Again, in her presence, Fletch did not know if he ought laugh.

He cleared his throat. “I’ve spent today visiting your family.”

“You’re trying to discover who done Donald in!” she said gleefully.

“Well, I’m trying to get the story. Trying to understand…”

“There’s no understanding Donald. Never was. If he himself told me he was dead, I’d wait for the obituary, before believing it.”

“Obituaries,” Fletch said solemnly, “are not always to be believed either.”

“I hope they had some source for the news of his death other than himself. Or his office.”

“They did. He was shot to death. In the parking lot of one of the newspapers.”

“He must have a jury deliberating somewhere.” “What do you mean?”

“Donald always calls attention to himself when he knows a jury is going to bring in a positive verdict. He says it’s good for business.”

“He didn’t shoot himself,” Fletch said. “The gun wasn’t found.”

“It wandered away,” she said. “Wandered away on black shoes.”

“Yes. Okay. Tell me, do you often go back to your old house and sit in the garden? The gardener didn’t know you.”

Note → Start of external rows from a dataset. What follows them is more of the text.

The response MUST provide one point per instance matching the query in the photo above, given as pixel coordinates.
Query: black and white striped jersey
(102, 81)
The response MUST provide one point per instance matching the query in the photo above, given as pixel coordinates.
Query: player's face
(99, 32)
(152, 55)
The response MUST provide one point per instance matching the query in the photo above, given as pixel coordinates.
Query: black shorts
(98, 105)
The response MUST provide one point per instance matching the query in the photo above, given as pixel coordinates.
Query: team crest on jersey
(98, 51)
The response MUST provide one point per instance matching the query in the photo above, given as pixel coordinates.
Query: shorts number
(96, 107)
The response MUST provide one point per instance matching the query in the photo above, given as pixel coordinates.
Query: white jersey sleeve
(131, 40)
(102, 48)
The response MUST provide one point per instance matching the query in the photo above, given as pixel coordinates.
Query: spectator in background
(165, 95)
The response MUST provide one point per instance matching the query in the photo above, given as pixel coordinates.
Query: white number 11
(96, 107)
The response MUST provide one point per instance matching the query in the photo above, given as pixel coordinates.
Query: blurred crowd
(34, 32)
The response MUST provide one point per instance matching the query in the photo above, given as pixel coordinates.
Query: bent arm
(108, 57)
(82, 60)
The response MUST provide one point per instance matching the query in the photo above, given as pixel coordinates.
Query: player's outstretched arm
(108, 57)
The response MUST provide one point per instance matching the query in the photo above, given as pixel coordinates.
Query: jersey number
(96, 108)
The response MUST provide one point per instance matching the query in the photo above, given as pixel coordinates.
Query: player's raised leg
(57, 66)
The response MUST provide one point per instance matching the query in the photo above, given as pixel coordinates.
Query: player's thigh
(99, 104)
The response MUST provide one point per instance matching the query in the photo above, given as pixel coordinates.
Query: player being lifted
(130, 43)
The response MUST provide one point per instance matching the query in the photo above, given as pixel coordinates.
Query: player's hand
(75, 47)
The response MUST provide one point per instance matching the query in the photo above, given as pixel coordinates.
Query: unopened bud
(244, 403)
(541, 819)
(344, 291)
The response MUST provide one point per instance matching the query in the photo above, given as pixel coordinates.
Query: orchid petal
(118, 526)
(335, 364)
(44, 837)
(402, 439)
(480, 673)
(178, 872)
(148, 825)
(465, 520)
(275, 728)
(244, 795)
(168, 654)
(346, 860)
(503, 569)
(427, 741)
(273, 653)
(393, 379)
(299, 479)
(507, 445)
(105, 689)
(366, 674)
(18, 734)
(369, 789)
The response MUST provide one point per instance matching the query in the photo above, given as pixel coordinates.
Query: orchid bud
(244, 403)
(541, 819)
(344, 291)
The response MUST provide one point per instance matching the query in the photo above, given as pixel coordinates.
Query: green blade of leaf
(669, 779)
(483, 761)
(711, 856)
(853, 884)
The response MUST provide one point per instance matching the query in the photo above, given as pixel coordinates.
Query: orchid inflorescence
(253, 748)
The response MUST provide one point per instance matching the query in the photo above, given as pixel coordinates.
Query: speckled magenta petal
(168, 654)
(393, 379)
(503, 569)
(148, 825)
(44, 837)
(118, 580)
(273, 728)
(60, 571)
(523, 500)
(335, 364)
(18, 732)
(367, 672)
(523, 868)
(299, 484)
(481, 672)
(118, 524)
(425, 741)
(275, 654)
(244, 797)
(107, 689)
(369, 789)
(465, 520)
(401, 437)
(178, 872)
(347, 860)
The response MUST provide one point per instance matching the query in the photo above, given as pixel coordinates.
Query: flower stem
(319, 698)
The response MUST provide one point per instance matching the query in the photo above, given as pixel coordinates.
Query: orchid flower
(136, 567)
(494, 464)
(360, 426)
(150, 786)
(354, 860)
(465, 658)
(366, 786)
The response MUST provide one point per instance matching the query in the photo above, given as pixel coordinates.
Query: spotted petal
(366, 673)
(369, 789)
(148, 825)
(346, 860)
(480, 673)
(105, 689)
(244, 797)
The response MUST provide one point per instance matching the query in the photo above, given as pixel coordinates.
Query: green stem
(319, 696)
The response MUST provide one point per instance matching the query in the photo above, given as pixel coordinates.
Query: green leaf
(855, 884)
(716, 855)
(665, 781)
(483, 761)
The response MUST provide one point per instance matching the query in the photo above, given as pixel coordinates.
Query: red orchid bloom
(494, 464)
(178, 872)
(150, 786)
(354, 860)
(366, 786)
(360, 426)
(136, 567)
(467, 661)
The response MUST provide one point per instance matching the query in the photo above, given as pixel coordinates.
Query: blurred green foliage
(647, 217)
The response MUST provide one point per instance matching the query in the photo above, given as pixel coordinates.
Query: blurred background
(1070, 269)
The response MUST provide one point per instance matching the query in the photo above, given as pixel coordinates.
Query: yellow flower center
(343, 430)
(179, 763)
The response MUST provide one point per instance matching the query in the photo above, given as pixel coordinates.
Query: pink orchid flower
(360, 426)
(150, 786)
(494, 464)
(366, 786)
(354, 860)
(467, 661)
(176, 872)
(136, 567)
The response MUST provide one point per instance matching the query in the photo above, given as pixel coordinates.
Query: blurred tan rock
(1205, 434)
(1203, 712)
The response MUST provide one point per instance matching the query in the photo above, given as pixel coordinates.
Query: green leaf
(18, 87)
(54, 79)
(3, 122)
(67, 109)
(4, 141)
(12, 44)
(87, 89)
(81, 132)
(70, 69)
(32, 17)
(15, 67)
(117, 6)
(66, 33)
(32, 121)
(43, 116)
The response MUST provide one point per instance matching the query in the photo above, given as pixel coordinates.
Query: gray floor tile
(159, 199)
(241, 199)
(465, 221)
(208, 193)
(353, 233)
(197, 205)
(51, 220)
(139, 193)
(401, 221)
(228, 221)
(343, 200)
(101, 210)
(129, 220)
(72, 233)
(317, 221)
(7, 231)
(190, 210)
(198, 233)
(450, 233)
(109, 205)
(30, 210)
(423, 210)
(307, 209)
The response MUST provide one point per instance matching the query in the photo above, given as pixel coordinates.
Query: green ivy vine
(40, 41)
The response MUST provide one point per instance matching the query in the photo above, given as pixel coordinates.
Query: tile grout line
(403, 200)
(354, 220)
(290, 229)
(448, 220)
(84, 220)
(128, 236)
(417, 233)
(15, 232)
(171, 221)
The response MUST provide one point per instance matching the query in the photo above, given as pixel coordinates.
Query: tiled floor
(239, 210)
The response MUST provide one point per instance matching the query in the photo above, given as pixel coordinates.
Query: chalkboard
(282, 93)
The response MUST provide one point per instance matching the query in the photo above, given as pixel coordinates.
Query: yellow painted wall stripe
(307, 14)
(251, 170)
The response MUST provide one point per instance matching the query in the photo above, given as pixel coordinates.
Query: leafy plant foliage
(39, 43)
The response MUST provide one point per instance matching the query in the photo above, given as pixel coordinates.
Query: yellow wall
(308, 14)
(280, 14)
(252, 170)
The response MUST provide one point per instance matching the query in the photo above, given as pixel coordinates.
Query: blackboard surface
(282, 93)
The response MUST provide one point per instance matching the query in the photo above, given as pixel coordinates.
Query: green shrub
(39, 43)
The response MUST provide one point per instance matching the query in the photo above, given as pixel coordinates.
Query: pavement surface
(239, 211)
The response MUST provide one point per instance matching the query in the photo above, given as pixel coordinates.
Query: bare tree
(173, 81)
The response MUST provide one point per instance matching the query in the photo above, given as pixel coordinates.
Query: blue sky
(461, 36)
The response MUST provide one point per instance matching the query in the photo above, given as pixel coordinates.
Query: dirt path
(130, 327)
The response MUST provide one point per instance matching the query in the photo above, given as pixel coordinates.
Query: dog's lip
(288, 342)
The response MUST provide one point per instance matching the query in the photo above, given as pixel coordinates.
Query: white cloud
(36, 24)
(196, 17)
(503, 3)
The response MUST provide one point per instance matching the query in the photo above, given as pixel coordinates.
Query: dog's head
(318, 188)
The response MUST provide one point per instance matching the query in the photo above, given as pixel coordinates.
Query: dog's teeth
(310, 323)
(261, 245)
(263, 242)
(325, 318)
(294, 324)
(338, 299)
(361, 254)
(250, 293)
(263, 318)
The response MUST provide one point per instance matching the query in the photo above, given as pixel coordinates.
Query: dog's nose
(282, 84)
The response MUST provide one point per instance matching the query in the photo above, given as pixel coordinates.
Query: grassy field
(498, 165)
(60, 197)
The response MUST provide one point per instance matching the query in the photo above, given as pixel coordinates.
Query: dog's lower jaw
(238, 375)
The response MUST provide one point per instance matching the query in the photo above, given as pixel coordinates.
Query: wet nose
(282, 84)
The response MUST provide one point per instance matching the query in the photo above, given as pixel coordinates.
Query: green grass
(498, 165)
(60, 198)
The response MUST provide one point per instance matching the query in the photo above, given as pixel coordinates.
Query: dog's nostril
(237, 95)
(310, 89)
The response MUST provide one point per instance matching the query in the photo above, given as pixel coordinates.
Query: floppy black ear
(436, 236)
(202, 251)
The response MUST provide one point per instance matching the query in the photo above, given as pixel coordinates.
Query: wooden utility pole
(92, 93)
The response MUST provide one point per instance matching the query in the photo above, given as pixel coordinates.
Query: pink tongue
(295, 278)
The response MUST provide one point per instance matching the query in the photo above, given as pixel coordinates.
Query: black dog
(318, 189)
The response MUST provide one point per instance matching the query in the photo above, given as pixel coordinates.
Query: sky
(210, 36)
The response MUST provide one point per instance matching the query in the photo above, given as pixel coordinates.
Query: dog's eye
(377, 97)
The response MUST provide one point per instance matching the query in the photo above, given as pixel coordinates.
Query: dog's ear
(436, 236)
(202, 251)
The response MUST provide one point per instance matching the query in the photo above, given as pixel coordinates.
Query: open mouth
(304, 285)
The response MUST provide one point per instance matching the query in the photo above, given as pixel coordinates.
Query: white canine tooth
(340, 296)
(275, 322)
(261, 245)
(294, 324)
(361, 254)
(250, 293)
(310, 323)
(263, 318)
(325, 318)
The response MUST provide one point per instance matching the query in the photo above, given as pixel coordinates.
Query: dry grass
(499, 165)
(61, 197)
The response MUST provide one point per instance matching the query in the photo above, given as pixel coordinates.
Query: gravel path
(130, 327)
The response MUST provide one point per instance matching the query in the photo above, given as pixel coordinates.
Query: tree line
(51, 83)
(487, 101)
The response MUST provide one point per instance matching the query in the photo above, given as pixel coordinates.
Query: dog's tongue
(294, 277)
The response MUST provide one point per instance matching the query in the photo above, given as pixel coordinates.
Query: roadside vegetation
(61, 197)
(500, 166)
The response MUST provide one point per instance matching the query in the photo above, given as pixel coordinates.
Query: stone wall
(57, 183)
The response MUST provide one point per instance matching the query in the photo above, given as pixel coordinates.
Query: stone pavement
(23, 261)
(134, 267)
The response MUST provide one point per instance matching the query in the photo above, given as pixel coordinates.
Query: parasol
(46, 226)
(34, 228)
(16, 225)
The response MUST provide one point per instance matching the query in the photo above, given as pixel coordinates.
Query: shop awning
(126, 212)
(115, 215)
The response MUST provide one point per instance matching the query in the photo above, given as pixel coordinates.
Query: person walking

“Not often. Usually I don’t sit there unless I know no one’s there. I’m used to that house being empty, you know. Sometimes Jasmine surprises me. She comes out of the house and sits with me and we talk. She’s discovered living with Donald is lonelier than living alone. He wanders away, you know.”

“On black shoes. What was special about yesterday?”

“Yesterday? Let me think. Oh, yes, Donald got shot.”

“I mean you stayed at the house even though the gardener was there.”

“Such a nice day.”

“When I met you yesterday, did you know Donald had been killed?”

“I knew it some time. I don’t know whether I knew it before or after meeting you. Meeting you didn’t seem that significant, originally. You weren’t drunk, were you?”

“No.”

“You smelled it.”

“Did you know before I told you that Donald intended to announce he was giving five million dollars to the museum?”

“I washed your clothes for you. Bumpity-bumpity-bump! went the sneakers in the dryer. Exactly like a camel running the four-forty.”

The bridge player was now in the fourth position at the table.

“How do you get around, anyway?”

“Vaguely.”

“I mean, how do you get around the city? To your daughter’s house, to—”

“I sit in an open, empty car. When the driver comes back, from shopping or whatever, I tell him or her where I want to go. They take me.”

“Always?”

“Always. I’m a little, old, blue-haired lady in a bright dress and green sneakers. Why wouldn’t they? Sometimes they have to go someplace else first. I go, too. The secret is that I’m never in a hurry. And,” she noted, “sometimes I get to see places I wouldn’t otherwise see.”

Fletch frowned. “Your daughter did somewhat the same thing this afternoon.”